Food arriving at restaurant tables via pneumatic tubes might sound like a scene from TV show "Futurama" (it is), but the concept actually exists in one ambitious cafe in New Zealand.

C1 restaurant in Christchurch has installed a series of ‘food delivery' pipes which run from the kitchen into the café and deliver the establishment's signature Slider dish, comprising mini burgers and fries, to the clientele.

The installation process is already underway and will take approximately a year to complete.

Metal cases containing the dishes will eventually be shuttled under the floor and up through the table legs, to avoid the space being cluttered up with tubes.

"It's something we've had in the works since before we opened," said owner Sam Crofskey.

The café was destroyed in an earthquake in 2010 and has since been rebuilt, with several modifications.

"When we rebuilt the cafe, we did so with the goal of being the world's greatest cafe," said Crofskey. "A pneumatic burger tube is just one of the many points of difference that our business has."

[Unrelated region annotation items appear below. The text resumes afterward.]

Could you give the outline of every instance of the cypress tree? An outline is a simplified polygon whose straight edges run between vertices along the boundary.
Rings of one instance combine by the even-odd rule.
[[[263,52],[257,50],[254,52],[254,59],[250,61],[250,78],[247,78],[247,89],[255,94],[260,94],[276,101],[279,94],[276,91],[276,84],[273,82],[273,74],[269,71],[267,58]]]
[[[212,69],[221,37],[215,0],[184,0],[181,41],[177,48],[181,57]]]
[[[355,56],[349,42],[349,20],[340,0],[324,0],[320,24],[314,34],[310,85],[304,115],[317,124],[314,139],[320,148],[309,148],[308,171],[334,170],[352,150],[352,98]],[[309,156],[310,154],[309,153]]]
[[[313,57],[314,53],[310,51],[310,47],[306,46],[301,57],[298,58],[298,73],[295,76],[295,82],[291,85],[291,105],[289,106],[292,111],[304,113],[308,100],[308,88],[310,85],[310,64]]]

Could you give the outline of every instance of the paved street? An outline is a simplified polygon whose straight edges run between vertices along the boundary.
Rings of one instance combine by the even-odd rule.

The invention is the latest in a line of quirky food delivery systems across the restaurant industry.

These include the widespread trend of the sushi conveyor belt; the concept of ordering food directly from interactive tabletop surfaces and even robot waiter service at the Hajime restaurant in Japan.

Perhaps one of the most unorthodox approaches comes from the Ka Tron restaurant in Bangkok, where chickens are cooked, loaded into a catapult, fired across the restaurant and caught on a spike being held by a waiter riding a unicycle.